Le labrador n’est pas considéré comme une race particulièrement aboyeuse. Il est souvent moins vigilant ou dissuasif que certains chiens de garde. Cependant, il peut aboyer par excitation, frustration, demande d’attention ou anxiété. Un labrador qui aboie beaucoup exprime souvent un besoin non satisfait ou une mauvaise habitude renforcée involontairement.
Il faut donc observer le contexte : aboie-t-il quand il voit des passants, lorsqu’il veut jouer, quand il reste seul ou à l’arrivée des invités ? La réponse permet d’adapter l’éducation. À titre de comparaison, certaines races comme le Cane Corso sont souvent évaluées sous l’angle de leur tendance à signaler par la voix, alors que le labrador se distingue plutôt par son enthousiasme et sa demande d’interaction.
Le meilleur moyen d’éviter les aboiements excessifs reste d’enseigner le calme, de ne pas répondre systématiquement aux sollicitations vocales et de proposer suffisamment d’activités. L’aboiement ne doit pas être puni sans compréhension : il est d’abord un mode de communication.
Le labrador apprend vite, mais il apprend aussi les mauvaises habitudes avec la même efficacité. S’il obtient de l’attention en sautant, de la nourriture en réclamant ou une sortie en tirant, il répétera ces comportements. Son intelligence et sa motivation alimentaire sont de grands atouts, à condition d’être utilisées avec méthode.
Une éducation brutale est déconseillée. Le labrador répond mieux à la constance, à la récompense et à des règles claires. Il doit savoir ce qui est autorisé, interdit ou attendu dans chaque situation. Les contradictions entre membres du foyer compliquent l’apprentissage : si une personne autorise le canapé et une autre le refuse, le chien risque de devenir insistant.
Les bases doivent être travaillées dès l’arrivée à la maison : rappel, marche en laisse, renoncement, retour au calme, gestion de la nourriture et solitude progressive. Un labrador n’a pas besoin d’un dressage sévère, mais d’un cadre ferme, juste et stable.
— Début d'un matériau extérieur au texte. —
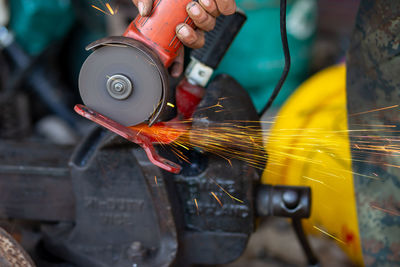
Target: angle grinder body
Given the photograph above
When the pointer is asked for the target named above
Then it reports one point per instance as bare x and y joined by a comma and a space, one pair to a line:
126, 78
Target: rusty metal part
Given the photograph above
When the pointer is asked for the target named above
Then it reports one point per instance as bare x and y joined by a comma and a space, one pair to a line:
373, 82
151, 110
131, 135
11, 253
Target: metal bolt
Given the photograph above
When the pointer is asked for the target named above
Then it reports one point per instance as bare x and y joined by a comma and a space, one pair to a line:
291, 199
119, 87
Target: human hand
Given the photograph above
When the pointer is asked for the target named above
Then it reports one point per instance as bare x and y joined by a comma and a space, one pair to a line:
203, 13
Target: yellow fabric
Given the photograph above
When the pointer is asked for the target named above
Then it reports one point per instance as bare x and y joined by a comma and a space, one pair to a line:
309, 145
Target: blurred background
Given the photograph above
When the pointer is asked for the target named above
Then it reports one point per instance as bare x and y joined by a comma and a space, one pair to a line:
42, 49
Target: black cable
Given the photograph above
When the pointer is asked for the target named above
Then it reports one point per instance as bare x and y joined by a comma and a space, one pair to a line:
286, 52
298, 228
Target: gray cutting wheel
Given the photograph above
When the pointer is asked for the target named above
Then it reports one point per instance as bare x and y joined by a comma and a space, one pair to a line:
108, 61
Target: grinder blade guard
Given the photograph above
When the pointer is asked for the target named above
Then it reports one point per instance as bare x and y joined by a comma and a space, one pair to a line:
125, 78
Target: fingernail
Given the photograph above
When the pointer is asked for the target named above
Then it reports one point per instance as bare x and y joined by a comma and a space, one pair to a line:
176, 70
141, 8
206, 3
194, 9
184, 31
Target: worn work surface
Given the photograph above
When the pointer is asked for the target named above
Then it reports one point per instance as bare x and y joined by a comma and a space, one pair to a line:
373, 83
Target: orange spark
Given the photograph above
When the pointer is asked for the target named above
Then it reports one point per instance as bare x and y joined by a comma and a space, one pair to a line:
215, 196
99, 9
109, 8
373, 110
328, 234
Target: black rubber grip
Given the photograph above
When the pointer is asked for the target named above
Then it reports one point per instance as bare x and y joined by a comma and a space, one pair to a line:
219, 39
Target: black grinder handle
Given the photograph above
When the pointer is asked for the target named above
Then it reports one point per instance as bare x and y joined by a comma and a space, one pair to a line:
218, 41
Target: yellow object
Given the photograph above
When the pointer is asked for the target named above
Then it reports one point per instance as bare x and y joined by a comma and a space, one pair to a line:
309, 145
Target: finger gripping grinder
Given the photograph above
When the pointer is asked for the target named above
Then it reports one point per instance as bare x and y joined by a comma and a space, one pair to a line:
125, 78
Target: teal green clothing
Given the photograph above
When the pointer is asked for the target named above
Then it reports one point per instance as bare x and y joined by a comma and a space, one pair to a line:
256, 58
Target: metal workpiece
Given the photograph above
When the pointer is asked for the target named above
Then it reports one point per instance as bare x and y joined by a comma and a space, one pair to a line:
283, 201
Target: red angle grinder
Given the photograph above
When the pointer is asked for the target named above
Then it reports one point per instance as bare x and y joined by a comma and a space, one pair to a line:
125, 81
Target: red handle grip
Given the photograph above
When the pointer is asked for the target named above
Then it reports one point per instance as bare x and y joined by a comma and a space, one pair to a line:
158, 30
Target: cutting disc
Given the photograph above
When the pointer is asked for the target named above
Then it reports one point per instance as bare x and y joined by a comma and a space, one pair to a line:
113, 67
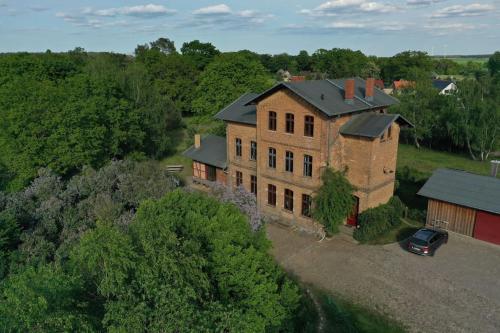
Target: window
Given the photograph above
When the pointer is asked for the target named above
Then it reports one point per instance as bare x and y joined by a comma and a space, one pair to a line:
239, 178
387, 134
272, 120
289, 200
289, 126
309, 126
238, 147
289, 161
271, 195
306, 205
253, 150
307, 166
253, 184
211, 173
272, 158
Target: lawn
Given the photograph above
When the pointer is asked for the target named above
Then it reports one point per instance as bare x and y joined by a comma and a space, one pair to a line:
342, 315
426, 160
419, 165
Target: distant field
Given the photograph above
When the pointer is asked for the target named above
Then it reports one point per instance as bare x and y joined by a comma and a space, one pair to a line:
465, 59
426, 160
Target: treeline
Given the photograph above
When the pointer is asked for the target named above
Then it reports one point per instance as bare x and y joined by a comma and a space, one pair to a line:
466, 120
67, 110
120, 249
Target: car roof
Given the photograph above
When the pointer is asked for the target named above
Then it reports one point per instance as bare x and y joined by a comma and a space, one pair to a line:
424, 234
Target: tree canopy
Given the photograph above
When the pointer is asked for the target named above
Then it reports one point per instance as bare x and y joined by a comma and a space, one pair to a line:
67, 111
228, 77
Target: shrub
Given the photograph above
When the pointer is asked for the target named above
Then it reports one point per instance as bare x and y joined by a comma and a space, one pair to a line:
334, 201
376, 221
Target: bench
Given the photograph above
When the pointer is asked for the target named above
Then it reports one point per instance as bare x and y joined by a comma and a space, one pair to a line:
174, 168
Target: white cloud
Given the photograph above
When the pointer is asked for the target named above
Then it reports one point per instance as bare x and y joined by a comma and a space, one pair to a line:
221, 9
149, 10
473, 9
222, 16
346, 25
423, 2
336, 7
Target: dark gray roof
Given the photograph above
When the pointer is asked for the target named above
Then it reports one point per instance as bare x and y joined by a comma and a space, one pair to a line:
441, 84
464, 189
328, 96
371, 125
239, 112
212, 151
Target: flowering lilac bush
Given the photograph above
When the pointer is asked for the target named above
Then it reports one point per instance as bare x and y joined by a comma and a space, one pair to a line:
54, 213
244, 200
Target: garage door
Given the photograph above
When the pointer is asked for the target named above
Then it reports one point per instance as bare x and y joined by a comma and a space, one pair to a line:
487, 227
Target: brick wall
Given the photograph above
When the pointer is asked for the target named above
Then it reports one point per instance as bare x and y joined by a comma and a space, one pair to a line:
243, 164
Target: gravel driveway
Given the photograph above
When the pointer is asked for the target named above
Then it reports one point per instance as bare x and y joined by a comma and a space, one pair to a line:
457, 290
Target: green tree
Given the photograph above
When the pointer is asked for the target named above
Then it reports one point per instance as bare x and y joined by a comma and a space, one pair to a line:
338, 63
45, 299
408, 65
228, 77
303, 61
417, 105
476, 120
494, 63
334, 201
200, 53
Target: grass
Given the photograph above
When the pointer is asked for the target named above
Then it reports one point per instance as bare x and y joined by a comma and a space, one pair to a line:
426, 160
406, 229
342, 315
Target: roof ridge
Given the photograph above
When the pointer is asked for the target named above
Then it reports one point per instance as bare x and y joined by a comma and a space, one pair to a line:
361, 99
232, 103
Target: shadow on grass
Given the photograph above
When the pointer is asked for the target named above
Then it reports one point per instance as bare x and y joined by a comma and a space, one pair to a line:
336, 314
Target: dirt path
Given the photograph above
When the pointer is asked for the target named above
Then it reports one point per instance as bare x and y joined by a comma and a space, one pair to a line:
319, 310
458, 290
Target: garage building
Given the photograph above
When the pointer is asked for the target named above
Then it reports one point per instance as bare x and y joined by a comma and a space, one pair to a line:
465, 203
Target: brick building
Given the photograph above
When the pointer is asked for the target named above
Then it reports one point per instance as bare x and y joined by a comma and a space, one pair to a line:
278, 142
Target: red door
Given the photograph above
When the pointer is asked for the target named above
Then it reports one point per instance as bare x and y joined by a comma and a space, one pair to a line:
352, 220
487, 227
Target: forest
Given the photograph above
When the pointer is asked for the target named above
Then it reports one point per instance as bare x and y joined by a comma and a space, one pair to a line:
96, 236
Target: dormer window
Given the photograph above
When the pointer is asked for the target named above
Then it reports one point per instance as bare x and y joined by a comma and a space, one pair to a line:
309, 126
289, 126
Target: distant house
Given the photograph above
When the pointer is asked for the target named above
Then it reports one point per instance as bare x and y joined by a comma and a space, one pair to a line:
297, 78
464, 203
445, 87
402, 84
279, 142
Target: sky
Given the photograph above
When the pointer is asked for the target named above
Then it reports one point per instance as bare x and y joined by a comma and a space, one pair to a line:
376, 27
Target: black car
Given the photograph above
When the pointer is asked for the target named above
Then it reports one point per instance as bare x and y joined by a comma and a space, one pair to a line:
426, 241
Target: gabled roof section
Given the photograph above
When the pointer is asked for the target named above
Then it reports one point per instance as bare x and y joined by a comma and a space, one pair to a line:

Les défauts du labrador sont rarement des défauts irrémédiables. Ils sont le plus souvent liés à ses qualités poussées à l’excès : gourmandise, sociabilité, énergie, attachement et envie de participer à tout. Bien accompagné, il devient un chien équilibré, fiable et très agréable à vivre.
Avant d’adopter, il faut se demander si l’on peut lui offrir du temps, de l’activité, un suivi vétérinaire sérieux et une éducation cohérente. Le labrador n’est pas seulement un chien gentil : c’est un compagnon dynamique, puissant et intelligent. Pour les maîtres disponibles et attentifs, ses défauts se transforment souvent en simples points de vigilance, faciles à gérer avec de bonnes habitudes.